"The Internet of Things is a very broad concept", says Henk-Jan Schuurman, IoT Lead Netherlands at Accenture Digital. People have been connecting machines with each other for quite some time. We can collect data from these devices and subject them to analytics. Henk-Jan Schuurman: “But now it’s time to actually start using this huge amount of data! Several years ago, it still took hours to produce a daily report. Now it can be done in just a couple of seconds. That’s what’s new about the IoT: it enables us to take immediate action on the basis of data.”

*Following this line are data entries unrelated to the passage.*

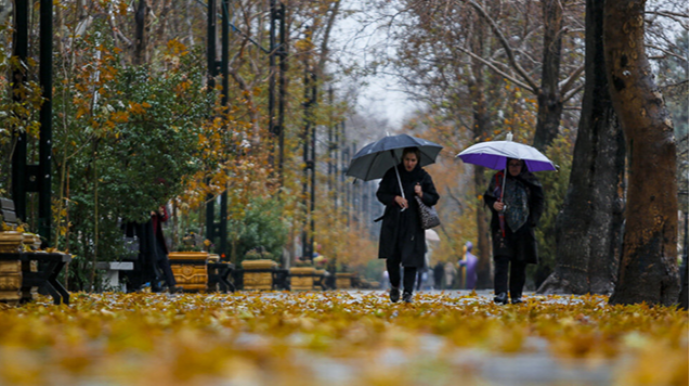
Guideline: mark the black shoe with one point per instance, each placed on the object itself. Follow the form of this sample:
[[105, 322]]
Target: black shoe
[[501, 299], [395, 295], [408, 297]]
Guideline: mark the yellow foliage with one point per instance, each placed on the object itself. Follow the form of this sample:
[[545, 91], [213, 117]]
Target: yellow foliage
[[215, 339]]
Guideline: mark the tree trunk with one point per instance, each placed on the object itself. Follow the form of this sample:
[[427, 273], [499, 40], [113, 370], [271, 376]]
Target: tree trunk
[[482, 126], [648, 269], [589, 226], [549, 97], [684, 302]]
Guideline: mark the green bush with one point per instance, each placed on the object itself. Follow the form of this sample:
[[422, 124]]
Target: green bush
[[261, 226]]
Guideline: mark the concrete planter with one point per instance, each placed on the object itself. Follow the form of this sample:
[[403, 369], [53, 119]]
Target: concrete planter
[[10, 281], [190, 270], [299, 282]]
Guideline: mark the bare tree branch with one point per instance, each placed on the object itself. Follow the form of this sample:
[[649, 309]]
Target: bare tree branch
[[569, 83], [574, 92], [498, 71], [504, 42], [667, 52]]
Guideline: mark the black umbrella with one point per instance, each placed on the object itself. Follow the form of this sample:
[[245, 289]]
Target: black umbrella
[[375, 159]]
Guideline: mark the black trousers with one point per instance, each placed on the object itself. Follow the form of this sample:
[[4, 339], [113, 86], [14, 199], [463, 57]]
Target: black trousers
[[518, 276], [393, 265]]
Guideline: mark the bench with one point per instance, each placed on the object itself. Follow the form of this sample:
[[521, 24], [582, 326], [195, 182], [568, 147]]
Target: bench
[[218, 274], [37, 270], [280, 278]]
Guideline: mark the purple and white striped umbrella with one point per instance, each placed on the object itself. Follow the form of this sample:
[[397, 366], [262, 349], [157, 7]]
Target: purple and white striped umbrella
[[494, 155]]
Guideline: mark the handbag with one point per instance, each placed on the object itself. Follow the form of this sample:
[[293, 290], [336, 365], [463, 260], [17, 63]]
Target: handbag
[[428, 215]]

Working Faster and More Efficiently
Schuurman cites the example of Fiat. A few years ago, with the aim of improving its operational efficiency and tapping into new sources of income, the Italian carmaker started installing sensors in its cars. “This enabled the company to schedule maintenance more effectively. Previously, customers had to take their car in for servicing every 30,000 kilometers. Now, sensors tell you when it’s time to have your car serviced.” The information provided by the sensors also tells Fiat which spare parts the dealer needs to have in stock and when. This means that the work can be carried out more efficiently, and more cars can be serviced in a day.
Entering into Partnerships
Fiat is also effectively using data provided by third parties, says Schuurman. For example, the carmaker has entered into partnerships with TomTom and Facebook in order to display relevant information on the dashboard screen. For Facebook, a connection is made with the driver’s smartphone. “This gives Fiat insight into who is driving the car and where they’re located. A sensor in the tank can tell Fiat when the tank is almost empty. Fiat may then send a coupon for a discount at a petrol station nearby. In this way, the carmaker earns extra revenue, while the consumer enjoys an enhanced experience.” According to the IoT expert, trials are even being carried out for systems that will enable your car to process the payment for your hamburger at a McDrive restaurant.
New Payment Model
The Internet of Things makes it possible to develop new business models. Schuurman has observed that many companies are considering offering certain products as a service. For instance, a supplier of truck tires who was previously paid per tire has now installed sensors on its tires and is getting paid on the basis of a truck’s mileage. This is a more attractive payment model for the customer, and it provides the tire manufacturer with a lot of valuable data, such as insights into driving behavior and the condition of the tires. As a result, the manufacturer will arrange timely replacement, preventing blow-outs. The transport company owning the truck will also find this data useful. In short, this new business model enables the tire manufacturer, once again, to provide its customers with a valuable product, albeit one less tangible than a tire.”
“It’s difficult to find something that’s not only disruptive, but also fits in with the company culture.”
Much to Gain
It is not only suppliers of products that are enjoying the benefits of the Internet of Things, says Schuurman. Suppliers of services can also take advantage of it. “The IoT can help service providers to significantly improve the quality of their services. Take a utility company that needs to carry out a small maintenance job at your home. We all know how frustrating it is when you’re told the technician will arrive between 12 and 6. Startup and innovative companies such as Uber are often able to tell you exactly when the person you’re expecting will be on your doorstep. Traditional service providers can learn a lot from them.”
Although many companies regard the Internet of Things as a good opportunity for new ventures, many initiatives do not make it beyond the pilot phase. This is where system integrators can make a difference, says Schuurman. “When system integrators see a new technology or business model that they think is promising, they should co-invest in it so that it can be marketed. In this way, they share the success as well as the risk. Many conventional companies find it difficult to implement a new service or business model because they’ve been working in the same way for many years. It’s difficult for them to find something that’s not only disruptive, but also fits in with the company culture. This requires a huge cultural shift within the organization. If changes are implemented too slowly, it may be too late for the company to benefit.”